Bombolo, il figlio: “Schiaffi da Milian? Qualcuno lo beccava sul serio”
[…] Girava pellicole considerate di serie B (anche se le vedevano tutti), ci soffriva?
«No, in quegli anni la commedia italiana era così, gli incassi c’erano. L’avevano chiamato per interpretare Ricciotto ne Il Marchese del Grillo, poi però non fu preso, forse era troppo riconoscibile».
Quei filmetti scollacciati con Lory Del Santo, Nadia Cassini, Annamaria Rizzoli. Sua madre era gelosa?

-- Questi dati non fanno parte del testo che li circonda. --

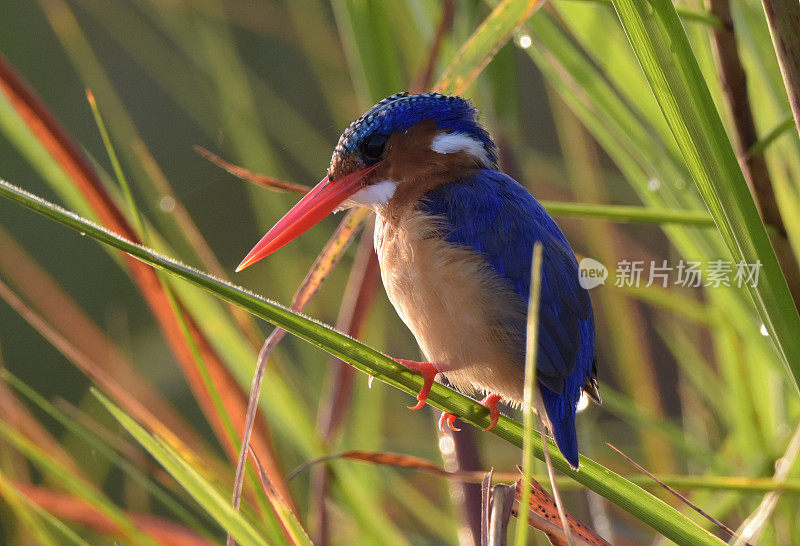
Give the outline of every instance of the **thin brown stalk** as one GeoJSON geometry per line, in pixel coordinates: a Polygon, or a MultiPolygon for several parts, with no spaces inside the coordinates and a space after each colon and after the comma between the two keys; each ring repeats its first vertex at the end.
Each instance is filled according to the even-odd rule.
{"type": "MultiPolygon", "coordinates": [[[[792,434],[792,437],[789,440],[789,445],[786,447],[783,457],[778,459],[778,461],[775,463],[775,474],[773,475],[773,480],[780,483],[789,477],[792,468],[797,461],[798,454],[800,454],[800,424],[795,428],[794,434],[792,434]]],[[[750,514],[750,516],[739,528],[740,535],[735,542],[735,546],[739,546],[740,544],[749,544],[745,542],[747,540],[752,540],[753,542],[758,540],[761,530],[764,528],[764,525],[767,523],[772,515],[772,512],[775,510],[775,506],[778,504],[778,499],[780,499],[780,496],[780,490],[770,491],[764,495],[764,498],[761,500],[758,508],[752,514],[750,514]]]]}
{"type": "MultiPolygon", "coordinates": [[[[568,544],[564,529],[562,527],[562,519],[558,513],[553,497],[539,485],[536,480],[532,480],[531,484],[531,498],[530,505],[528,506],[528,524],[539,529],[547,535],[553,544],[564,545],[568,544]]],[[[519,501],[522,494],[522,480],[517,481],[517,501],[519,501]]],[[[521,508],[513,515],[519,517],[521,508]]],[[[589,544],[592,546],[610,546],[609,543],[600,535],[594,532],[593,529],[581,523],[569,512],[565,512],[565,518],[569,525],[570,533],[578,544],[589,544]]]]}
{"type": "MultiPolygon", "coordinates": [[[[608,447],[610,447],[611,449],[613,449],[615,452],[617,452],[617,454],[620,457],[622,457],[623,459],[628,461],[630,464],[632,464],[634,467],[636,467],[636,469],[638,471],[640,471],[640,472],[642,472],[644,474],[647,474],[658,485],[660,485],[661,487],[663,487],[664,489],[666,489],[667,491],[669,491],[670,493],[675,495],[678,499],[680,499],[681,502],[685,503],[686,506],[688,506],[689,508],[691,508],[692,510],[694,510],[695,512],[697,512],[698,514],[700,514],[701,516],[706,518],[708,521],[710,521],[711,523],[716,525],[723,533],[725,533],[725,535],[727,536],[728,539],[732,539],[732,538],[738,536],[733,529],[731,529],[730,527],[728,527],[727,525],[725,525],[724,523],[722,523],[721,521],[716,519],[714,516],[712,516],[711,514],[709,514],[708,512],[703,510],[702,508],[700,508],[699,506],[697,506],[695,503],[690,501],[686,496],[681,495],[678,491],[676,491],[675,489],[671,488],[670,486],[665,484],[663,481],[659,480],[654,474],[652,474],[645,467],[643,467],[642,465],[640,465],[639,463],[637,463],[636,461],[634,461],[633,459],[631,459],[630,457],[625,455],[622,451],[620,451],[619,449],[617,449],[613,445],[609,444],[608,442],[606,442],[606,445],[608,447]]],[[[752,546],[749,542],[744,542],[743,544],[746,544],[748,546],[752,546]]]]}
{"type": "Polygon", "coordinates": [[[555,470],[553,470],[553,461],[550,459],[550,450],[547,449],[547,436],[545,436],[544,433],[545,426],[544,421],[542,420],[542,415],[544,415],[545,409],[541,397],[536,399],[536,405],[538,406],[536,418],[539,420],[539,435],[542,439],[544,463],[547,466],[547,477],[550,479],[550,488],[553,490],[553,499],[556,502],[558,517],[561,519],[561,528],[564,530],[564,538],[566,539],[567,544],[569,546],[575,546],[575,539],[572,538],[572,532],[570,532],[569,523],[567,522],[567,511],[564,509],[564,501],[561,500],[561,492],[558,490],[558,486],[556,485],[556,474],[555,470]]]}
{"type": "Polygon", "coordinates": [[[513,485],[497,484],[492,487],[491,513],[489,515],[489,546],[506,546],[508,523],[514,508],[513,485]]]}
{"type": "MultiPolygon", "coordinates": [[[[597,145],[580,121],[555,94],[549,93],[558,137],[567,165],[570,181],[581,192],[583,198],[592,203],[607,201],[606,181],[599,174],[600,158],[597,145]]],[[[598,224],[586,230],[585,238],[591,257],[611,266],[621,258],[636,259],[631,254],[620,256],[618,249],[631,252],[628,241],[623,241],[622,231],[614,225],[598,224]]],[[[663,417],[662,391],[653,362],[653,351],[645,332],[647,321],[636,301],[618,290],[607,290],[595,296],[597,324],[613,325],[613,335],[608,336],[615,355],[614,372],[625,387],[636,406],[647,415],[663,417]],[[599,296],[599,297],[598,297],[599,296]]],[[[601,376],[611,370],[598,370],[601,376]]],[[[642,430],[641,443],[647,446],[646,453],[651,467],[663,472],[672,472],[675,458],[672,446],[664,438],[649,430],[642,430]]]]}
{"type": "MultiPolygon", "coordinates": [[[[347,280],[337,329],[358,338],[375,299],[378,280],[378,259],[372,248],[372,229],[361,235],[355,261],[347,280]]],[[[355,370],[339,359],[332,358],[328,367],[325,393],[317,414],[317,432],[323,445],[332,445],[344,423],[353,393],[355,370]]],[[[314,469],[311,475],[309,521],[314,532],[314,544],[329,543],[327,497],[330,473],[327,467],[314,469]]]]}
{"type": "MultiPolygon", "coordinates": [[[[181,235],[192,247],[197,257],[200,258],[200,262],[208,269],[209,273],[216,275],[220,279],[229,280],[225,268],[222,267],[214,251],[208,246],[205,237],[203,237],[197,224],[192,220],[189,211],[183,206],[183,202],[175,194],[172,185],[169,183],[169,180],[156,162],[153,154],[150,153],[144,141],[137,137],[131,143],[131,150],[139,159],[139,163],[153,183],[153,187],[161,195],[162,203],[165,199],[168,200],[170,215],[180,227],[179,231],[181,235]]],[[[261,344],[261,336],[258,333],[252,315],[233,304],[227,304],[227,306],[242,333],[247,337],[254,348],[258,348],[261,344]]]]}
{"type": "Polygon", "coordinates": [[[268,190],[273,190],[273,191],[288,191],[294,193],[306,193],[308,190],[311,189],[303,184],[297,184],[295,182],[287,182],[286,180],[279,180],[271,176],[265,176],[263,174],[256,174],[254,172],[248,171],[244,167],[240,167],[239,165],[235,165],[233,163],[225,161],[217,154],[209,152],[202,146],[195,145],[193,146],[193,149],[195,152],[208,159],[214,165],[220,167],[221,169],[224,169],[225,171],[231,173],[233,176],[237,178],[241,178],[242,180],[252,182],[256,186],[261,186],[262,188],[266,188],[268,190]]]}
{"type": "Polygon", "coordinates": [[[800,4],[795,0],[762,0],[761,3],[800,135],[800,4]]]}
{"type": "MultiPolygon", "coordinates": [[[[3,285],[0,283],[0,290],[3,285]]],[[[72,457],[61,447],[50,432],[28,411],[16,394],[0,380],[0,421],[7,423],[28,440],[41,446],[64,468],[76,475],[83,475],[72,457]]]]}
{"type": "MultiPolygon", "coordinates": [[[[328,240],[328,243],[323,248],[311,270],[306,275],[305,280],[300,285],[297,293],[292,298],[291,309],[293,311],[302,311],[306,305],[311,301],[314,294],[316,294],[322,282],[327,278],[328,274],[333,270],[339,260],[341,259],[344,251],[349,246],[353,237],[358,231],[361,222],[366,217],[367,211],[365,209],[354,209],[348,211],[339,227],[334,232],[333,236],[328,240]]],[[[253,375],[253,383],[250,387],[250,396],[247,401],[244,411],[240,411],[237,415],[240,422],[236,423],[237,430],[242,431],[242,444],[240,446],[239,455],[236,460],[236,476],[233,483],[233,495],[231,504],[238,510],[242,496],[242,486],[244,483],[244,470],[247,464],[247,452],[250,446],[250,441],[255,426],[255,417],[258,412],[258,400],[261,397],[261,386],[264,381],[264,372],[267,369],[267,361],[269,355],[277,346],[278,342],[283,339],[286,331],[281,328],[276,328],[264,341],[261,350],[258,353],[258,361],[256,363],[256,371],[253,375]],[[241,417],[244,416],[243,419],[241,417]]],[[[272,476],[272,475],[270,475],[272,476]]],[[[271,479],[274,478],[271,477],[271,479]]],[[[281,478],[283,483],[283,479],[281,478]]],[[[289,498],[285,493],[282,494],[289,498]]],[[[233,543],[233,538],[228,536],[228,544],[233,543]]]]}
{"type": "MultiPolygon", "coordinates": [[[[23,495],[58,518],[77,523],[98,533],[119,535],[122,529],[85,500],[36,485],[14,482],[23,495]]],[[[210,540],[174,521],[150,514],[127,513],[134,525],[159,544],[171,546],[210,546],[210,540]]]]}
{"type": "MultiPolygon", "coordinates": [[[[786,276],[795,307],[800,309],[800,268],[775,199],[767,162],[763,154],[748,152],[758,142],[758,133],[747,93],[747,74],[736,43],[730,0],[708,0],[708,8],[722,22],[721,25],[711,28],[711,36],[725,102],[730,113],[736,157],[764,224],[773,228],[770,232],[772,246],[786,276]]],[[[798,31],[800,24],[795,27],[795,32],[798,31]]]]}
{"type": "MultiPolygon", "coordinates": [[[[106,228],[122,237],[137,243],[141,242],[80,147],[49,112],[33,90],[28,87],[25,81],[2,57],[0,57],[0,92],[6,95],[8,101],[14,106],[31,132],[36,135],[39,142],[61,166],[76,188],[80,190],[100,222],[106,228]]],[[[158,321],[161,331],[178,364],[181,366],[195,399],[203,409],[217,438],[219,438],[229,455],[235,456],[235,449],[227,435],[222,416],[216,411],[192,350],[184,337],[156,271],[124,253],[123,260],[132,279],[158,321]]],[[[195,343],[203,355],[228,414],[233,419],[243,416],[246,408],[244,393],[218,355],[211,349],[210,343],[205,339],[205,336],[191,319],[189,313],[185,309],[183,313],[187,316],[191,335],[195,338],[195,343]]],[[[237,423],[234,422],[234,424],[236,425],[237,423]]],[[[254,447],[260,454],[261,459],[265,461],[265,466],[267,471],[271,473],[270,476],[273,483],[289,498],[288,489],[285,482],[283,482],[281,473],[278,471],[278,463],[266,433],[266,425],[263,422],[254,438],[254,447]],[[274,474],[272,474],[273,472],[274,474]]]]}
{"type": "Polygon", "coordinates": [[[489,521],[491,519],[490,503],[492,499],[492,480],[494,479],[494,468],[489,469],[481,480],[481,533],[480,545],[489,546],[489,521]]]}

«Un po’ sì, però non c’era motivo. Papà guardava, sì, ma non toccava. E dopo tornava a casa, amava moltissimo la famiglia, perché da piccolo non l’aveva avuta».
Guadagnava bene?
«Non ha fatto in tempo. Nel 1987 il Bagaglino arrivò in tv, su Canale 5, lì sì che pagavano bei soldi, purtroppo lui è morto proprio sul più bello».
[…] Cosa le raccomandava?
«Diceva: “Apprezza quello che hai e non guardare davanti a te, ma dietro: c’è sempre chi sta peggio di te».
Si ammalò.
«Era dimagrito, non era più lui, anche se volle continuare a lavorare fino alla fine. Quel brutto male lì, 37 anni fa, non riuscirono a curarlo, oggi si sarebbe salvato».
L’ultimo ricordo.
«Era uscito dall’ospedale il giorno del mio compleanno, il 12 agosto. Stavamo a tavola, era provato. “Guarda che festa brutta che hai avuto”. “No, papà, per me è la più bella, perché sei a casa con me”. Ci mettemmo a piangere tutti e due. Nove giorni dopo è morto».
Non è stato dimenticato.
«Ho creato un gruppo su Facebook: “Bombolo core de Roma”, come sta scritto sulla sua lapide. Ha 16 mila iscritti. Ogni anno ci si incontra per un raduno di appassionati».
E che fate?
«Si canta e si ride e si va tutti a mangiare in trattoria».